Os jovens adultos tem fama de andar sob stress. Pelos vistos, estão a fazer alguma coisa em relação a isso — e os empregadores nem se apercebem. Mas as gerações mais velhas não lhes ficam atrás…
Há muitos jovens trabalhadores a passar o dia com algo mais do que cafeína.
Um novo inquérito a 1.000 adultos nos EUA concluiu que 35% dos inquiridos da Geração Z consomem substâncias como canábis, álcool ou medicamentos sujeitos a receita médica antes de começarem a trabalhar.
Segundo o estudo, 56% recorrem a essas substâncias depois do trabalho para recuperar do stress relacionado com o emprego.
Quase 1/3 fá-lo durante as pausas, afastando-se discretamente para o carro ou para as casas de banho do local de trabalho. Só 21% disseram estar sempre livres de substâncias durante o horário laboral.

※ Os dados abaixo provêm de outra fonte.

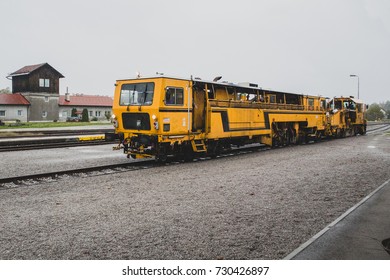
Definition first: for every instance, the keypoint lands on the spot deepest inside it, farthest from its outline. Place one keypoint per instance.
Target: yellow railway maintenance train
(163, 116)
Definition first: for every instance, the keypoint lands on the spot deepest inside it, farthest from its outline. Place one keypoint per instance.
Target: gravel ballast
(258, 205)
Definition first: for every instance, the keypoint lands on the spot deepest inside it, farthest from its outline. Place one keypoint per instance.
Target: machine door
(198, 112)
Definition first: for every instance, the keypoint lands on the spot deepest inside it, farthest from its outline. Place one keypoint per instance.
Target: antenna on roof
(216, 79)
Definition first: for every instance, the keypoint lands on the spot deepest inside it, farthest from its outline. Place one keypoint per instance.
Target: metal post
(358, 83)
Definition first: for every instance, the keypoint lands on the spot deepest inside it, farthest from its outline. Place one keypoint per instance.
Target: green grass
(49, 124)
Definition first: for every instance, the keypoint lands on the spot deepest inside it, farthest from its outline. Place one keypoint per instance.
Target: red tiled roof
(13, 99)
(30, 68)
(86, 100)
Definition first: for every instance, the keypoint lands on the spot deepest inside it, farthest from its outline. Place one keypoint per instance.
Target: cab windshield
(137, 94)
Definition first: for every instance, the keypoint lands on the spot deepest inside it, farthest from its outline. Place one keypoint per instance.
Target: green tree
(374, 112)
(85, 117)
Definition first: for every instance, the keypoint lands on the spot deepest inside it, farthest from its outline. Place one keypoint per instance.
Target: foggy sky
(300, 46)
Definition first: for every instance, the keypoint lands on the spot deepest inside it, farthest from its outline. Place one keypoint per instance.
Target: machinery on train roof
(164, 116)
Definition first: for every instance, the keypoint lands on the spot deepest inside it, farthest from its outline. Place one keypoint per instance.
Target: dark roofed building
(40, 85)
(13, 107)
(98, 106)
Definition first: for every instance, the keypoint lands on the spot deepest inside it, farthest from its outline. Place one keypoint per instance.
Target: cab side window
(174, 96)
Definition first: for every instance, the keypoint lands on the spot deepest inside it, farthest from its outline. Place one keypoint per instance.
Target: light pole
(356, 76)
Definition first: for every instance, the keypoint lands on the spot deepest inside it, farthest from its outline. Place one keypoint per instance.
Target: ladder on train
(198, 146)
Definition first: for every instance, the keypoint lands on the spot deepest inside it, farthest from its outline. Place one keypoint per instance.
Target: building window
(44, 82)
(174, 96)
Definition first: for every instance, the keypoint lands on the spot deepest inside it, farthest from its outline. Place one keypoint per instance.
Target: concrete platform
(356, 235)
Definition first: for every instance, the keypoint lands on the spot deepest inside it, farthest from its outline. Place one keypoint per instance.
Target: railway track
(34, 179)
(27, 180)
(50, 145)
(375, 128)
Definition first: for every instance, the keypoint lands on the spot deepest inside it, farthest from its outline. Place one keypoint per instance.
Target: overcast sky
(300, 46)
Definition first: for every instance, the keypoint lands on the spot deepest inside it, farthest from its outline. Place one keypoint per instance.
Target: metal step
(198, 146)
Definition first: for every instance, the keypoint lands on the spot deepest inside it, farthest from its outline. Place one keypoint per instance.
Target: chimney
(67, 95)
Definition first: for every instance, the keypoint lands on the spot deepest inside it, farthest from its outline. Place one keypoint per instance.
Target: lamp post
(356, 76)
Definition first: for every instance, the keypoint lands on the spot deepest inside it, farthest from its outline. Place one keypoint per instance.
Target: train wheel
(162, 158)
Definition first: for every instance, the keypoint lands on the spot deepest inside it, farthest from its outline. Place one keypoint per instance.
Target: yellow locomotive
(164, 116)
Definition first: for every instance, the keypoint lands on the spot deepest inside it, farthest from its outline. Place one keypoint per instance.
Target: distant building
(98, 106)
(14, 107)
(39, 84)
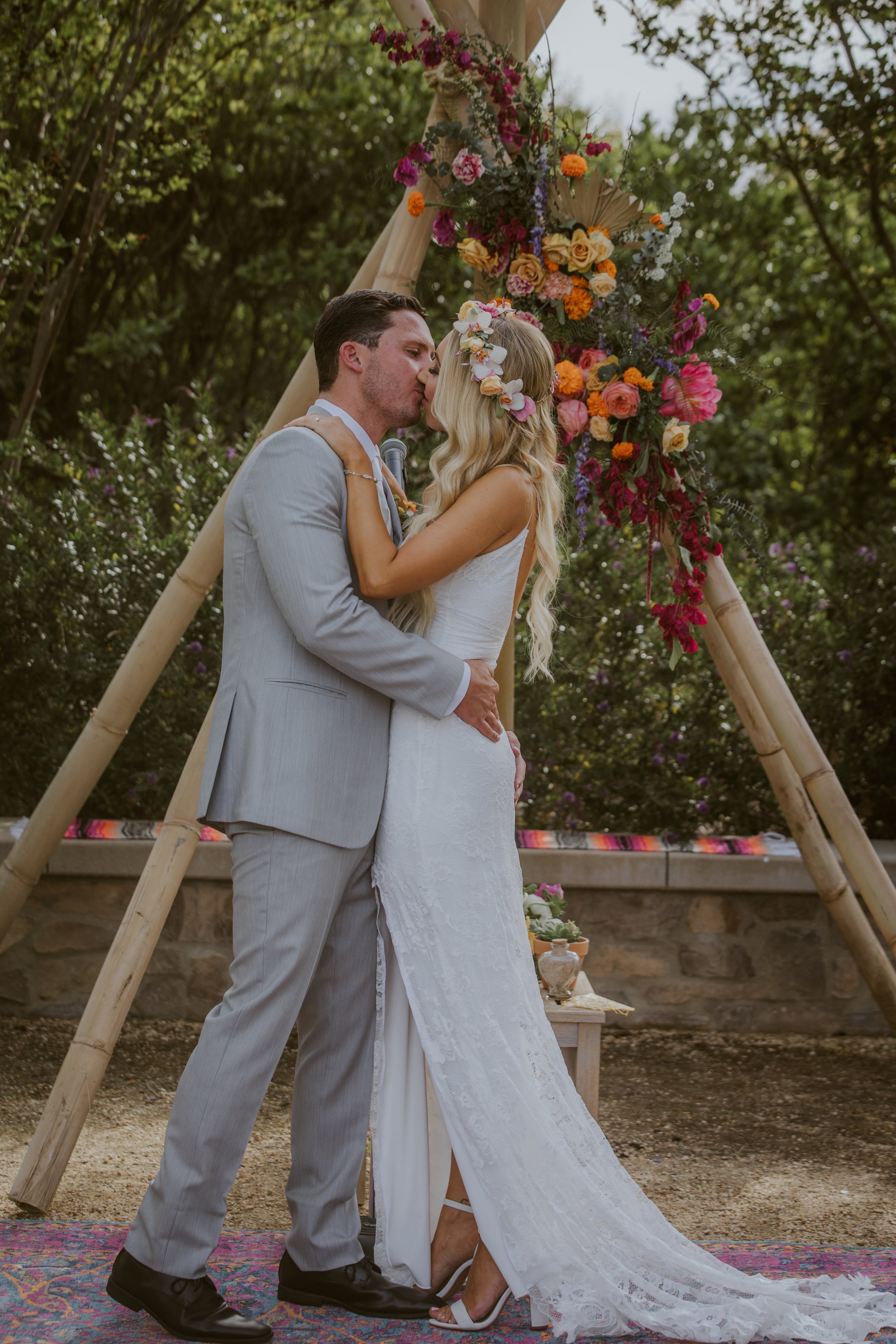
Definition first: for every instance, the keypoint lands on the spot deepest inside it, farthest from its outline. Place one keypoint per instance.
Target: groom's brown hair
(362, 316)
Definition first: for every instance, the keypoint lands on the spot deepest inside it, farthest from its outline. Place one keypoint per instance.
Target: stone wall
(707, 941)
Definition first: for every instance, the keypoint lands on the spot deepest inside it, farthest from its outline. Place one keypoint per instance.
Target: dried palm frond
(597, 204)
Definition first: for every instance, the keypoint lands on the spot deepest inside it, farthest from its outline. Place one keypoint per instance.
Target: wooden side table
(578, 1031)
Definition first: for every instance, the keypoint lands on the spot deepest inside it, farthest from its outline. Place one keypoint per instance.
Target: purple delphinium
(582, 486)
(540, 202)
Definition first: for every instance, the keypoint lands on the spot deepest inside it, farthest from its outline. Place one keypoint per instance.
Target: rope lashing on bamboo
(203, 589)
(105, 726)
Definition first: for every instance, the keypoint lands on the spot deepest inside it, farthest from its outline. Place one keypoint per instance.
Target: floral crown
(487, 359)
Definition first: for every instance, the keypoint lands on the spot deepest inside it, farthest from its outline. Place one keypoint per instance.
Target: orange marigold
(570, 381)
(574, 166)
(637, 380)
(578, 304)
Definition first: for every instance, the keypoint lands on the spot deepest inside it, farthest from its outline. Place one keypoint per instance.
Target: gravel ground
(739, 1138)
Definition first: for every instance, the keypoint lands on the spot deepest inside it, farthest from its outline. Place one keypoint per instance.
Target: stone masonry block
(788, 908)
(609, 960)
(209, 978)
(793, 964)
(73, 936)
(208, 913)
(714, 914)
(632, 914)
(14, 988)
(715, 960)
(86, 897)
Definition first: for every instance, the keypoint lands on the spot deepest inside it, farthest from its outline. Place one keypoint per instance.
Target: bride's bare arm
(491, 511)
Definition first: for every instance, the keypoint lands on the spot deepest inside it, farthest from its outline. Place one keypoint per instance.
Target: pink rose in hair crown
(589, 358)
(468, 167)
(692, 397)
(621, 400)
(573, 417)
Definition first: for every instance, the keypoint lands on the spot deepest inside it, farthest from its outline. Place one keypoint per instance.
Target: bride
(487, 1163)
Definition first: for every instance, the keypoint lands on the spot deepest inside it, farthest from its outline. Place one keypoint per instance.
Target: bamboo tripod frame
(394, 263)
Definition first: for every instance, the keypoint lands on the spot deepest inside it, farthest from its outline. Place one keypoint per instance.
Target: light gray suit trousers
(295, 772)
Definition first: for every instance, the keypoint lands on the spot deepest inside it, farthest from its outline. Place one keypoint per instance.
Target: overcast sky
(594, 65)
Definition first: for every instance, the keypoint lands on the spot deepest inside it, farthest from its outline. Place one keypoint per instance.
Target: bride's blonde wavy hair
(477, 441)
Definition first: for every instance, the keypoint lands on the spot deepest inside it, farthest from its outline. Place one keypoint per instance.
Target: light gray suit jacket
(300, 731)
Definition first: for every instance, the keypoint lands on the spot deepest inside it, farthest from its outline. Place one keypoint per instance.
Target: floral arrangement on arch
(527, 204)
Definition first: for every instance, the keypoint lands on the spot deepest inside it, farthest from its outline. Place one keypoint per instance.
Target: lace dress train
(467, 1058)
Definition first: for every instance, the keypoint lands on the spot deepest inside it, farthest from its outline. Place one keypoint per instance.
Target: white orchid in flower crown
(487, 359)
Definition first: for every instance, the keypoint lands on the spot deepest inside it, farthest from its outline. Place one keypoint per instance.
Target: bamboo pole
(123, 971)
(144, 662)
(801, 745)
(832, 886)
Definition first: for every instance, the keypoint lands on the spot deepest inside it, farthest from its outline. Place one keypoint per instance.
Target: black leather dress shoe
(190, 1308)
(357, 1288)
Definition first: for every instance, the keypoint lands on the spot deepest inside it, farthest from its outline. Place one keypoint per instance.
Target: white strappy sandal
(464, 1322)
(449, 1284)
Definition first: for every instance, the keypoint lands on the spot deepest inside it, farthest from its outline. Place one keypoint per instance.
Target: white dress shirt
(374, 453)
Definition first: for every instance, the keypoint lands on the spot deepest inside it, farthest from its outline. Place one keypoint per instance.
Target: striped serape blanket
(125, 831)
(641, 844)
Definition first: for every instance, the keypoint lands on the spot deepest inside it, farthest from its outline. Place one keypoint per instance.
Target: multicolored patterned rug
(53, 1288)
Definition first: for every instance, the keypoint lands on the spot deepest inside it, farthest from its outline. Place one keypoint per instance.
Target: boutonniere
(406, 509)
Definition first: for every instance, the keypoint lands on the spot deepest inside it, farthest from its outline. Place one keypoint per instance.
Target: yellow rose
(601, 285)
(530, 268)
(601, 247)
(600, 428)
(557, 249)
(475, 253)
(582, 251)
(675, 437)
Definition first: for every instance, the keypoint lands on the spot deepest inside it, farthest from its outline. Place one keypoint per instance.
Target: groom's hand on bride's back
(480, 707)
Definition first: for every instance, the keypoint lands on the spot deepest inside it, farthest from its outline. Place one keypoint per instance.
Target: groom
(295, 775)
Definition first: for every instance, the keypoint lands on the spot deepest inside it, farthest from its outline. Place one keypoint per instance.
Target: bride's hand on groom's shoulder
(520, 765)
(336, 433)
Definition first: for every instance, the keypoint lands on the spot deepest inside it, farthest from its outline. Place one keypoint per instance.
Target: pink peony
(530, 318)
(468, 167)
(623, 400)
(573, 417)
(590, 357)
(692, 397)
(519, 287)
(557, 285)
(444, 229)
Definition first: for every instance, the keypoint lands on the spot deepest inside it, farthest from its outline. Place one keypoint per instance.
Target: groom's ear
(354, 357)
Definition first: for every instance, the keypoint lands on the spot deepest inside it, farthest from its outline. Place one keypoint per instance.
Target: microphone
(394, 453)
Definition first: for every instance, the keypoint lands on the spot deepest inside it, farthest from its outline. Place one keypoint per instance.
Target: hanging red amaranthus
(659, 499)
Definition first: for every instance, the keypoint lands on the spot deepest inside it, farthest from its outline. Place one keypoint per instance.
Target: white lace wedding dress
(467, 1059)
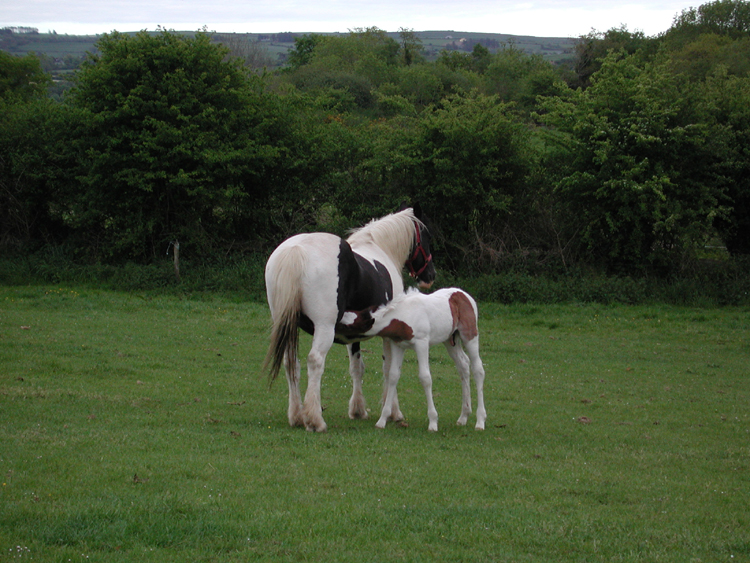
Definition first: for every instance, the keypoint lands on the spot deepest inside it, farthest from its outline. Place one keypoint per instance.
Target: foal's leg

Mas uma análise mais detalhada aos dados complica rapidamente a narrativa. Na verdade, os millennials ultrapassaram ligeiramente a Geração Z em várias categorias: 37% disseram consumir substâncias antes do trabalho, face a 35% da Geração Z, e 62% dos millennials usam álcool para gerir o stress, contra 61% da Geração Z.
Ou seja, a geração mais nova chama a atenção das manchetes, mas a de meia-idade está praticamente no mesmo registo, nota a revista Vice. Entre as 4 gerações abrangidas no estudo, o álcool foi a substância mais referida, com 57%, seguido da canábis, com 54%, e da nicotina, com 48%.
Percentagens mais baixas disseram recorrer a medicamentos sujeitos a receita médica para a ansiedade ou para dormir (26%), estimulantes como o Adderall (9%), analgésicos ou opióides (9%) e drogas ilícitas (7%).
As razões não são propriamente um mistério. 84% dos inquiridos disseram que o stress financeiro influencia o consumo de substâncias, sobretudo por causa do aumento dos custos com a alimentação e das despesas de subsistência (61%), dos serviços essenciais, como água, luz e gás (43%), e da habitação ou renda (41%).
Para uma geração que chegou à idade adulta durante uma pandemia, entrou num mercado de trabalho particularmente duro e nunca conheceu um ciclo noticioso que não fosse ativamente sombrio, estes mecanismos de compensação são, infelizmente, compreensíveis.
“Não é que a Geração Z não consiga lidar com o stress, mas está a enfrentar uma versão da vida que parece estar sempre ligada, e é difícil ganhar distanciamento”, disse Andrew McKenna, diretor-adjunto do National Council of Alcoholism and Drug Dependence e autor do estudo, ao New York Post.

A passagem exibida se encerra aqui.